子どもの胆石に伴う症状と対処法
胆嚢は肝臓のすぐ下に位置し、胆汁を蓄える小さな臓器です。胆汁は脂肪の消化を助け、膵臓や肝臓とともに胆道系を構成します。胆石は胆汁中にできる固体で、砂粒大からゴルフボール大までさまざまです。成人に比べると子どもでの発症はまれですが、遺伝性血液疾患、肥満、家族歴がある子どもはリスクが高まります。
腹部の痛み
eMedicine Healthによると、子どもの胆石で最も一般的な症状は右上腹部の痛みです。脂っこい食事を摂ると胆嚢が収縮し、痛みが増強します。
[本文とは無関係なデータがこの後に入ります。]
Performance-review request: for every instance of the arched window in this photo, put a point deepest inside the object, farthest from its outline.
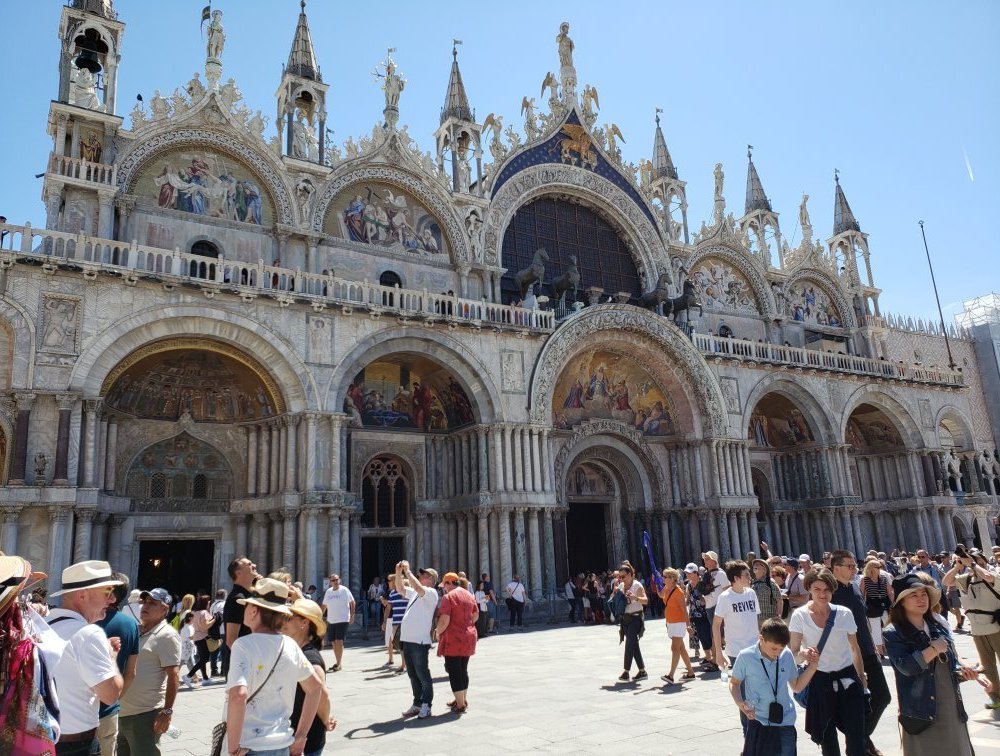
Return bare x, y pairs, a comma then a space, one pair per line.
385, 492
158, 486
200, 488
痛みは数時間続くことがあり、自然に収まりますが、胆石発作が起きるたびに再発します。
背部・肩の痛み
年齢が上がると痛みの部位を正確に言い当てられるようになるため、背中や肩の痛みを訴えることがあります。この痛みは右上腹部の痛みと同時に現れます。
吐き気・嘔吐
胆石が胆嚢から移動し、胆管・膵管・肝管のいずれかを塞ぐと、吐き気や嘔吐を引き起こします。嘔吐が続くと脱水症状になる恐れがあるため、十分な水分補給が必要です。
発熱
体が感染や炎症と闘っているサインとして熱が出ます。胆石が炎症や感染を伴う場合、発熱が見られることがあります。疑いがある場合は医師が超音波検査で胆石の有無を確認し、適切な治療を行います。
黄疸
皮膚や白目が黄色くなる黄疸は、血中のビリルビン濃度が上昇するために起こります。ビリルビンは胆汁に排泄されるため、胆石が胆管を塞ぐとビリルビンが血中に溜まり、黄疸が現れます。